De l’expérience accumulée au fil de ses tournées et le fait de gérer l’engouement des médias pour le Slam, Fabien s’est forgé un « Mental » de résistant en béton armé. Il reste « Underground » dans la tête comme il le dit lui-même, avec un brin d’autodérision pour rire des rumeurs accompagnant sa popularité. À en considérer « Comme une évidence », le premier extrait de cet album, personne ne pourra douter de sa vocation tellement sa sincérité et la beauté de son poème nous émeuvent.
Ce qui a par contre perceptiblement changé, c’est l’emploi d’un habillage sonore, aux influences Jazz et classiques, plus présent qu’à l’accoutumée ; un détail susceptible d’irriter les puristes du genre. GCM et son partenaire Feedback (qui a assisté à l’élaboration de ces compositions originales) vont même plus loin, en allant mettre un pied dans le hip-hop juste sur « Je viens de là », le morceau pour représenter. En outre, deux grandes figures du rap français viennent s’essayer au Slam : Kery James et Oxmo Puccino. Et à en juger leurs prestations sur « A la recherche », c’est plutôt réussi, on prend beaucoup de plaisir à écouter leur maîtrise de l’Art des Lettres.

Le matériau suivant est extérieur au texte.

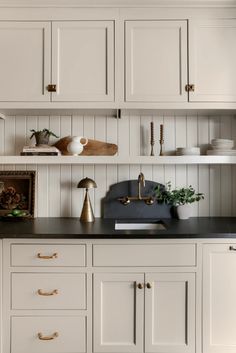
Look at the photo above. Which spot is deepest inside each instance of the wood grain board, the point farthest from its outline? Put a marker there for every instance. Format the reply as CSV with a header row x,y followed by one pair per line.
x,y
93,147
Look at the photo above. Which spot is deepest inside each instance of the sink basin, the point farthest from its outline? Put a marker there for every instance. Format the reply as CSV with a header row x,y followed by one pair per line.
x,y
125,225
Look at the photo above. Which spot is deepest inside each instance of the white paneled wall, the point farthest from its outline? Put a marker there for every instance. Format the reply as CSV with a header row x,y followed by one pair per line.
x,y
56,192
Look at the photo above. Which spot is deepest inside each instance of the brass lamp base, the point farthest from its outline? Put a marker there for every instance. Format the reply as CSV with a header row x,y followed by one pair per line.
x,y
87,211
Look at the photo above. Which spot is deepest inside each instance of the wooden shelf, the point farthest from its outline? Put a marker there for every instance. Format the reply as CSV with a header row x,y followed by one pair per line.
x,y
117,160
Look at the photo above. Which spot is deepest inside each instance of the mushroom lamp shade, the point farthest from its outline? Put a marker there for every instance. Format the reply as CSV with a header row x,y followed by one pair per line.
x,y
87,211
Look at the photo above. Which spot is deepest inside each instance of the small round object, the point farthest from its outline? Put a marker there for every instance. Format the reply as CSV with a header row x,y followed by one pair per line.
x,y
140,286
75,147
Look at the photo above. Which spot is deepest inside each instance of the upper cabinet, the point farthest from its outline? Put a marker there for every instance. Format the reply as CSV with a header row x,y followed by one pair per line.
x,y
156,61
212,58
83,61
25,61
82,66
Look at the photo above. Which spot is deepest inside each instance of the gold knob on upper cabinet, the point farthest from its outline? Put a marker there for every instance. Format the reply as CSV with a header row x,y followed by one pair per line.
x,y
140,286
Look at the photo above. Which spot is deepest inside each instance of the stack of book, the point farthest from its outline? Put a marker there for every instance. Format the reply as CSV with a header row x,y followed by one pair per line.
x,y
40,151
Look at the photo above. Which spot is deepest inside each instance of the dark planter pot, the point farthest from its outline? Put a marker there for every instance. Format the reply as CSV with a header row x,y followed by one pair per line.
x,y
42,138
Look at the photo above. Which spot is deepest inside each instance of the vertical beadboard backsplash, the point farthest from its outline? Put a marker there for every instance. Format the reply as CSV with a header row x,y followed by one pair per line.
x,y
56,192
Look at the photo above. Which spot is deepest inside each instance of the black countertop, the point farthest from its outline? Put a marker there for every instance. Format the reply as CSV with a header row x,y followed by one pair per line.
x,y
71,228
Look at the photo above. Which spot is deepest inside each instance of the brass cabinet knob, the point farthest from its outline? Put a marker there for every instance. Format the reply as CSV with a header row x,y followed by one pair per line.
x,y
48,338
47,257
52,88
47,294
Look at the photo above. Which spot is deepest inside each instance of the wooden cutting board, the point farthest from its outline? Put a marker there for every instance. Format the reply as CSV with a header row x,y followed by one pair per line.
x,y
93,147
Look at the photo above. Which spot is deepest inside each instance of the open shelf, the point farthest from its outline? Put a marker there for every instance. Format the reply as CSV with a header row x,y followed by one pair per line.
x,y
117,160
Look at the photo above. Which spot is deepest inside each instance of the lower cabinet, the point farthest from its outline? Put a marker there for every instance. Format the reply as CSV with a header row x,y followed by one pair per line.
x,y
151,312
219,295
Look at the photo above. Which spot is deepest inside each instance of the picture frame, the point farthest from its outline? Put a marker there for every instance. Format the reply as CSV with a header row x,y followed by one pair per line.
x,y
17,191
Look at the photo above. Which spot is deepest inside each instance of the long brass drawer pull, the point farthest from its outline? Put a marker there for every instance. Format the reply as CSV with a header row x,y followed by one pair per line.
x,y
47,257
48,338
47,294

Grand Corps Malade est un pur produit de son environnement. « Enfant de la Ville » fait la liaison avec son hommage à la banlieue parisienne (« Je viens de là »), en narrant sous une dimension plus humaine son attachement au panorama urbain et au cosmopolitisme. Il nous partage aussi des moments de nostalgie, quelques souvenirs d’enfance le temps d’un coup d’œil dans le « Rétroviseur ». On enchaîne logiquement avec « J’écris à l’oral » sur un air d’accordéon, le récit de son apprentissage dans le Slam. Le bonhomme raconte dans ce court exposé de ce milieu particulier qu’est celui du Slam comment il s’est senti irrésistiblement attiré par ce monde de liberté d’expression en arpatant les rues de Paris la nuit.

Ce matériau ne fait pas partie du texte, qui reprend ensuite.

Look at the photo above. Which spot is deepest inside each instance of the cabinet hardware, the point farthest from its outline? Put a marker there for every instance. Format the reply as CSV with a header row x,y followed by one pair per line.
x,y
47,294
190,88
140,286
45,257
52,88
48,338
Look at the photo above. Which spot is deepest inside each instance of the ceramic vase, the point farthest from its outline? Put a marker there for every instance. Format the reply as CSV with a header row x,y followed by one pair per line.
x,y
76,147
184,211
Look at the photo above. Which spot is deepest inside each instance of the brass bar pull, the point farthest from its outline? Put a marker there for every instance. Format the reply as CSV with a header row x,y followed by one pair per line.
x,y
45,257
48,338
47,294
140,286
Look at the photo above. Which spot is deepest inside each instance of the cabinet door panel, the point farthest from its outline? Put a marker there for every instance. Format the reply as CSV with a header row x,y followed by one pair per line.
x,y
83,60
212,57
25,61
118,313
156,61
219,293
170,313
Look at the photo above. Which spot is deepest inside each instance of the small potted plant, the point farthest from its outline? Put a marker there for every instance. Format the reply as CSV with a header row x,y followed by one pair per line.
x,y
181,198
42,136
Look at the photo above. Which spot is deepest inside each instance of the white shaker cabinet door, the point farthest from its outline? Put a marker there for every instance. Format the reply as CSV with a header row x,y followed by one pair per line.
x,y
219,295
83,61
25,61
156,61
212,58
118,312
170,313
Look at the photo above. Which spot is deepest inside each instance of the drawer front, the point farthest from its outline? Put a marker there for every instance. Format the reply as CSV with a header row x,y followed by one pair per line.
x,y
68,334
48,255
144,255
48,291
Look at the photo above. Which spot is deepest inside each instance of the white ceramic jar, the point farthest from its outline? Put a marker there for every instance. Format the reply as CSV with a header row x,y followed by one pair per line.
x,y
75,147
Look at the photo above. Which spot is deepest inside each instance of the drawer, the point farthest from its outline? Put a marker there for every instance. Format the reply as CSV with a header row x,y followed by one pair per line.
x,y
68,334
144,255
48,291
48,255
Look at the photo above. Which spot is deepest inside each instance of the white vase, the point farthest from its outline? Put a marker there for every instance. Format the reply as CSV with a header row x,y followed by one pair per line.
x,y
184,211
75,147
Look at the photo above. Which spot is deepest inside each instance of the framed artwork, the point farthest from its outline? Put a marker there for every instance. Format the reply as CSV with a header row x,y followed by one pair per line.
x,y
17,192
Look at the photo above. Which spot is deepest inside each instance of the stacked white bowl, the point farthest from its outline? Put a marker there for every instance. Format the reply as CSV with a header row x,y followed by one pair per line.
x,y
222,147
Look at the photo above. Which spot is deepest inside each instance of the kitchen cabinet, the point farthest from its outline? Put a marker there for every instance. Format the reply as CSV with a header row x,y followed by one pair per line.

« La nuit » précisément est propice à son inspiration pour écrire de sa plume au clair de lune. Audacieux, GCM revisite à sa façon les « 4 Saisons » de Vivaldi en une symphonie lexicale. Dans un autre exercice de style, il jongle habilement avec les consonances en « Pères et mères » tout en gardant du sens dans ses écrits. Il persévère sans perdre ses vers, chapeau bas l’artiste.
On termine ce paragraphe par la bonne performance du slammeur/acteur John Pucc’Chocolat sur « Avec eux » et quelques mots sur le sketch (on peut appeler ça comme ça) « L’appartement », le morceau live de l’album où Grand Corps Malade fait la visite guidée du T2 typique du garçon célibataire. Sourires et rires garantis.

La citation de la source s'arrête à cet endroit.